3.     A Stirling idea. An artist’s concept of a fission surface power system on the surface of the moon. The system uses a nuclear reactor—about the size of a trash can, which would be buried below the lunar surface to make use of lunar soil as additional radiation shielding—and a Stirling engine to produce 40 kW. NASA scientists recently completed a test in which the Stirling engines were heated with a pumped liquid metal to replicate how heat could be delivered from the reactor to the converter. Source: NASA

Here’s how the systems works. Inside the reactor is a bundle of small tubes filled with uranium. Outside the reactor are control drums. One side of each drum reflects neutrons and the other side absorbs them, providing a way to control the rate that neutrons escaping the reactor core are reflected back in. To start up the unit, the absorbent side of each control drum is turned out, away from the reactor core, so the reflective material faces in and sends escaping neutrons back in to the core. The resulting increase in available neutrons enables a self-sustaining chain reaction, which produces heat.

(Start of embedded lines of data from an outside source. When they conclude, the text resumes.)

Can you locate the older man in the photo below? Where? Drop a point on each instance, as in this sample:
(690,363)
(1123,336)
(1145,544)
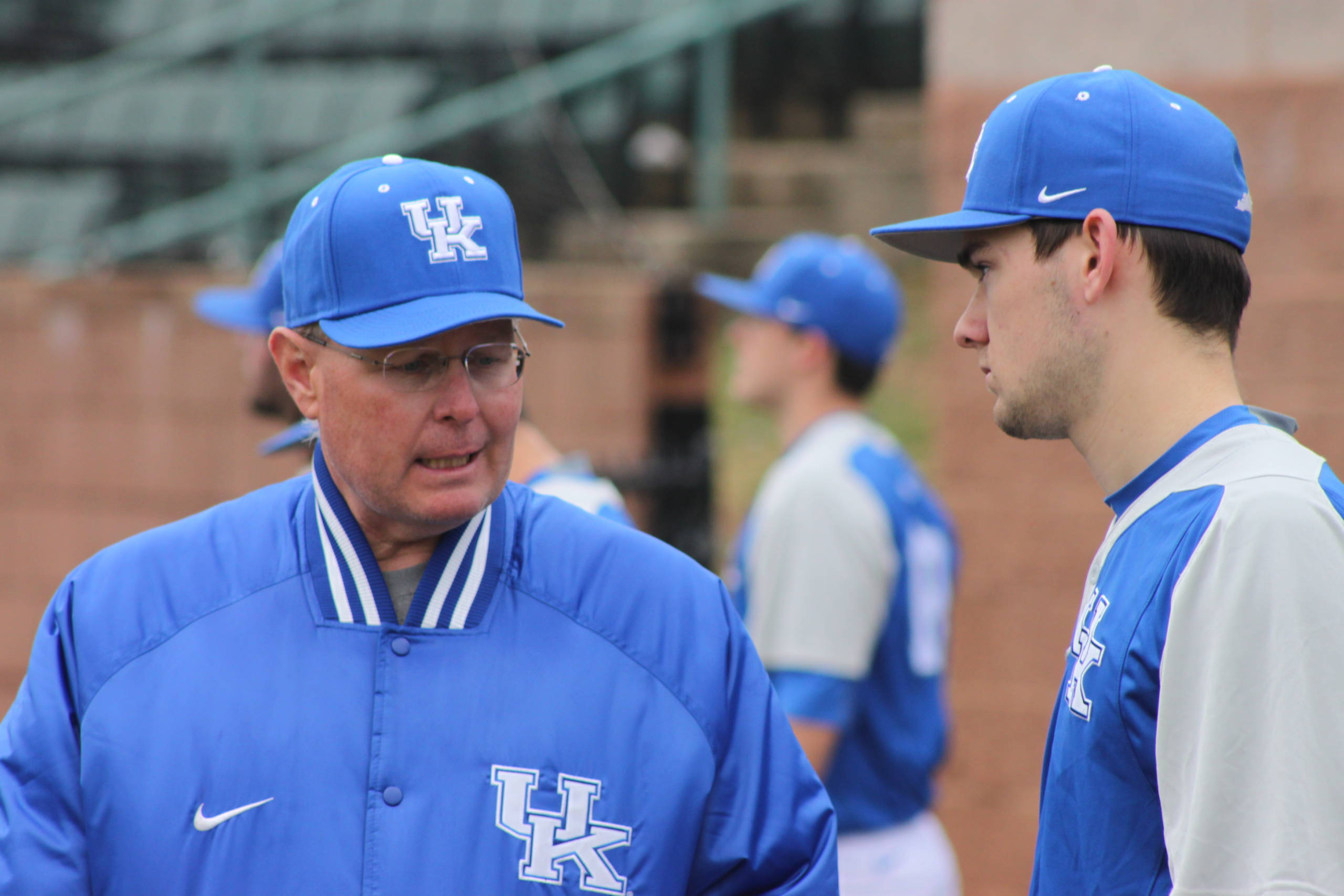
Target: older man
(237,704)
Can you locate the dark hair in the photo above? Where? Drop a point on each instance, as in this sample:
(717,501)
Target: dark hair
(854,378)
(1202,281)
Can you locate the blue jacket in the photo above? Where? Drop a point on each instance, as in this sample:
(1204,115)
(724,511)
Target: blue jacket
(572,705)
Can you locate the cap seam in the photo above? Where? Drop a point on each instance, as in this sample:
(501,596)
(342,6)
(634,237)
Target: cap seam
(1022,141)
(334,276)
(1131,163)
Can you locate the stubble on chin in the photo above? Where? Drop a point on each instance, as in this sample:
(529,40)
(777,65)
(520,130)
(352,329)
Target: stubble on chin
(1054,395)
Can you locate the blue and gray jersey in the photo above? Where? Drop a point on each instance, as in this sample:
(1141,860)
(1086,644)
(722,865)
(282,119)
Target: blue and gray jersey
(572,479)
(1196,739)
(844,574)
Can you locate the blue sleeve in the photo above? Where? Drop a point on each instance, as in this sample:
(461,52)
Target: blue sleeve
(616,513)
(815,696)
(769,828)
(42,839)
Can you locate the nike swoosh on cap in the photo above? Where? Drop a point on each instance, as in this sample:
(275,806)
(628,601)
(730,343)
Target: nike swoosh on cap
(207,823)
(1046,198)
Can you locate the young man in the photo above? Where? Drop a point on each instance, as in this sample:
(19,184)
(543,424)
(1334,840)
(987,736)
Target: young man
(234,704)
(1198,738)
(846,563)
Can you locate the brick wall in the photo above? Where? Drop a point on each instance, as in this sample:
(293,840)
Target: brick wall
(120,410)
(1030,513)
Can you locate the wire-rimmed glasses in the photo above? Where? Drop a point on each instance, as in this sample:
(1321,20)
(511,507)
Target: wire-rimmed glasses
(418,368)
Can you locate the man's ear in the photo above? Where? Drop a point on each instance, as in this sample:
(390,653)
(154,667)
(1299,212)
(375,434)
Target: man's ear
(1101,248)
(295,362)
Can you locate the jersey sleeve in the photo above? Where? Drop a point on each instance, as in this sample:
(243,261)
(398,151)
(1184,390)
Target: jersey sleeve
(769,828)
(42,839)
(1251,721)
(820,567)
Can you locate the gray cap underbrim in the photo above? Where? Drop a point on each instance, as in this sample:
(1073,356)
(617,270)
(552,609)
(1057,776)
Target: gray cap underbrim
(942,237)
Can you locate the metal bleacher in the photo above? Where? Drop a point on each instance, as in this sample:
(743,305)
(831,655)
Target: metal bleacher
(194,112)
(147,123)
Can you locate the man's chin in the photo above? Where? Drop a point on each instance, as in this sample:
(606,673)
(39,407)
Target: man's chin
(454,507)
(1028,424)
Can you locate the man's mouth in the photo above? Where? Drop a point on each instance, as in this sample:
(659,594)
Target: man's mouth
(450,462)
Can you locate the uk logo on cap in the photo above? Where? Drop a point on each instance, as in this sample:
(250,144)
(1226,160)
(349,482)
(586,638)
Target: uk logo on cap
(390,250)
(449,234)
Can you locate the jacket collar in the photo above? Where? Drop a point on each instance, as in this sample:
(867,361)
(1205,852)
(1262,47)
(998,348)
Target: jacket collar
(455,590)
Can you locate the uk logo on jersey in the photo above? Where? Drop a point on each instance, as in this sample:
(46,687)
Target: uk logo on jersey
(1088,652)
(554,837)
(449,234)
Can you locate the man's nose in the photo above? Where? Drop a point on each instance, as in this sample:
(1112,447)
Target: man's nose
(971,330)
(455,397)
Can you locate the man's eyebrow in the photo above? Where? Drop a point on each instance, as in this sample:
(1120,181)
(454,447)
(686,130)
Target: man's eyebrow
(964,256)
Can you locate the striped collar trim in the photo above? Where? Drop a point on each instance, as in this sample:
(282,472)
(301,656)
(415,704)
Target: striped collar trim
(454,593)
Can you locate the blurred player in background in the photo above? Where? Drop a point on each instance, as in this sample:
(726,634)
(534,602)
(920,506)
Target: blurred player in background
(541,467)
(252,312)
(1198,738)
(846,563)
(236,703)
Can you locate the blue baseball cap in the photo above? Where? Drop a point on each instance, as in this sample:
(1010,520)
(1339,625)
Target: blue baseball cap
(814,280)
(300,433)
(257,308)
(392,250)
(1104,139)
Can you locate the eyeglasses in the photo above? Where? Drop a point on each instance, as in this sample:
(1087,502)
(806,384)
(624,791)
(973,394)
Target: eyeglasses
(418,368)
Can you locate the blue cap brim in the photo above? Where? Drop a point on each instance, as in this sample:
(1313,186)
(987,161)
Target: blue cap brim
(295,436)
(738,294)
(421,318)
(232,308)
(942,237)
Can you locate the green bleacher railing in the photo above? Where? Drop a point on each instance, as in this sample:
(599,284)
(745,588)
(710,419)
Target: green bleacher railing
(154,54)
(707,23)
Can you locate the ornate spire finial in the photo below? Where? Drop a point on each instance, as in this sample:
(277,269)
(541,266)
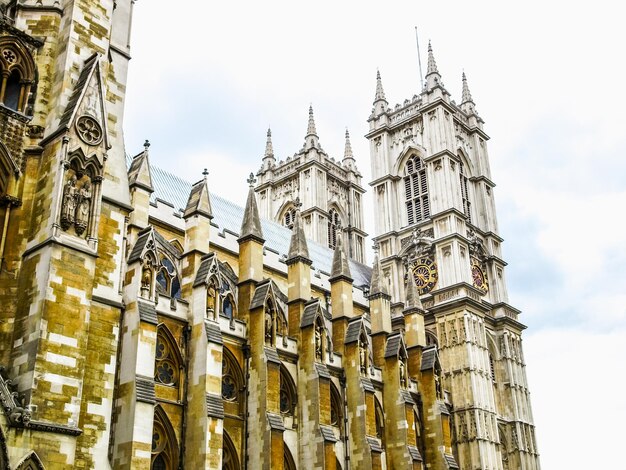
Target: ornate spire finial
(380,93)
(311,127)
(347,153)
(467,96)
(269,148)
(432,65)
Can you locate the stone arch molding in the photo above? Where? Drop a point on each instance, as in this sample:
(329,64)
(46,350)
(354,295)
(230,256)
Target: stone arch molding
(30,462)
(407,152)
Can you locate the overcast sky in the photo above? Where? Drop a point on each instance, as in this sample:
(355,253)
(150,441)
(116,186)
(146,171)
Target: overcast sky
(208,78)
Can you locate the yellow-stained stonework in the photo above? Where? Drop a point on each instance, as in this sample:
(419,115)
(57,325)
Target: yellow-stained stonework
(141,332)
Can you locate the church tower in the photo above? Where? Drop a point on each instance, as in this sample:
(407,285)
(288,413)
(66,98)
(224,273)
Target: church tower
(329,191)
(64,202)
(436,226)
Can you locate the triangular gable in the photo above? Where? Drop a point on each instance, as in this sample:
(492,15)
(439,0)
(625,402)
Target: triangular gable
(139,173)
(355,328)
(145,243)
(312,309)
(88,99)
(199,201)
(395,346)
(430,359)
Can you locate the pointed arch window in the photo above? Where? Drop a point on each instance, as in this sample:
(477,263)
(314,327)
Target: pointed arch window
(464,181)
(288,395)
(334,228)
(164,444)
(416,190)
(168,361)
(289,218)
(168,282)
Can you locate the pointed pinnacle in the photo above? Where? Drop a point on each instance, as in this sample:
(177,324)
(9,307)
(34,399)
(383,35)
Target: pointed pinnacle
(311,127)
(341,267)
(467,96)
(347,153)
(269,148)
(251,223)
(432,65)
(380,93)
(377,285)
(298,248)
(412,300)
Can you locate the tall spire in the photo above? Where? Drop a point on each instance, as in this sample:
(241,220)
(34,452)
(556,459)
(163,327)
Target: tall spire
(341,267)
(432,65)
(412,300)
(467,96)
(311,139)
(348,158)
(269,148)
(377,284)
(380,93)
(311,127)
(251,224)
(298,248)
(433,78)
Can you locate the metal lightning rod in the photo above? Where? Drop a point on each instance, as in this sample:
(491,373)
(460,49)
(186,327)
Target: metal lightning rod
(419,59)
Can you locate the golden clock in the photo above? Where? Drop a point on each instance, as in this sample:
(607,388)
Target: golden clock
(479,278)
(425,274)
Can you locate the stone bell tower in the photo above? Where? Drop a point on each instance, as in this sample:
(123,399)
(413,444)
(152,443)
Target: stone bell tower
(64,202)
(435,223)
(328,190)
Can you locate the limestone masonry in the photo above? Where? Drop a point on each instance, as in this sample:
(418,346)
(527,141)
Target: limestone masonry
(147,323)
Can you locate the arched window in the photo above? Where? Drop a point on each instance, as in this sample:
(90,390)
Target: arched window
(164,444)
(336,408)
(168,361)
(288,462)
(230,460)
(289,217)
(168,282)
(380,421)
(334,228)
(416,190)
(17,72)
(288,395)
(465,193)
(232,384)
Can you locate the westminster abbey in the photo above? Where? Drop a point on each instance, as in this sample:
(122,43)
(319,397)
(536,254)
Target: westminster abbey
(148,323)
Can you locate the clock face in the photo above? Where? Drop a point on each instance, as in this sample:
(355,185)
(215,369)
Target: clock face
(479,279)
(425,275)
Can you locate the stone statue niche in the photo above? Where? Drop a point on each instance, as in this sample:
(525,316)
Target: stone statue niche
(76,205)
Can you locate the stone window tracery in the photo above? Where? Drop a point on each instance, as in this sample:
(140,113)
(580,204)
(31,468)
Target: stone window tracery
(334,228)
(17,70)
(464,182)
(164,445)
(168,362)
(288,395)
(416,190)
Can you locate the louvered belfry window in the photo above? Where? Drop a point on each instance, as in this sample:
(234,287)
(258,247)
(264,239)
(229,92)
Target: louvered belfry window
(465,194)
(416,191)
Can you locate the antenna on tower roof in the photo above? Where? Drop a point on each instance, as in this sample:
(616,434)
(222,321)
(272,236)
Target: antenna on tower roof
(419,59)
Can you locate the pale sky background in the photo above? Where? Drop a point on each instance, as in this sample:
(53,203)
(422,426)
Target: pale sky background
(207,78)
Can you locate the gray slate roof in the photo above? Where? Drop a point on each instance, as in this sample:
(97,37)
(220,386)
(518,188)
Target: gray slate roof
(228,216)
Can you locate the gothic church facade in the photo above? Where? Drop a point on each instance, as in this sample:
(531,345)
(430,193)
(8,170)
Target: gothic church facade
(148,323)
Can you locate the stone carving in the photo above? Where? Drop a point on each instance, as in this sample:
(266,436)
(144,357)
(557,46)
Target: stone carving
(83,208)
(68,209)
(89,130)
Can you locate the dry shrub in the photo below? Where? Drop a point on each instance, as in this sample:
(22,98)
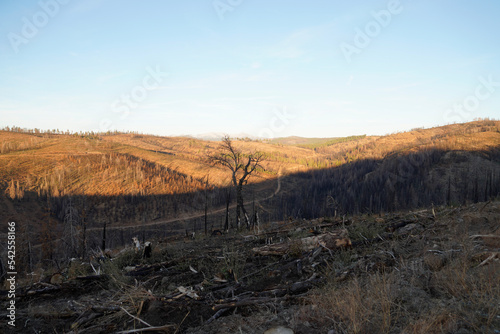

A coolant (a sodium potassium mixture) flows through the passageways between the tubes, picks up the thermal heat produced by the reacting uranium, and transfers the heat to the Stirling engine. The Stirling engine then generates electricity. Meanwhile, the coolant, which has "downloaded" some of its cargo (heat) to the Stirling engine, circulates back through the reactor core, where it picks up heat and is ready to repeat the entire cycle.

The system would use only a miniscule amount of fuel — 1 kg of uranium every 15 years — and still have enough reactivity to run for decades.

A test completed at NASA’s Marshall Space Flight Center, Huntsville, Ala., used Stirling engines that were heated with liquid metal to replicate how heat could be delivered from a reactor to the converter. "[The test] was a major accomplishment on the road to demonstrating technical feasibility of fission surface power," said NASA, who has been developing the system for decades.

"The engines performed flawlessly producing over 2 kilowatts of electricity at a gross thermal efficiency of about 32 per cent with liquid metal temperatures as high as 550 degrees C," said Steve Geng, the Glenn lead for the test.

NASA’s Glenn Research Center in Cleveland, Ohio, developed the data and control system for the test Stirling engines, which were designed and built by Sunpower Inc., an Athens, Ohio – based company. Glenn also designed the Stirling heat exchangers that were fabricated by Mound Advanced Technology Center in Miamisburg, Ohio. The test loop at Marshall included an electrically heated reactor simulator designed by Los Alamos National Laboratory and an electromagnetic pump supplied by Idaho National Laboratory.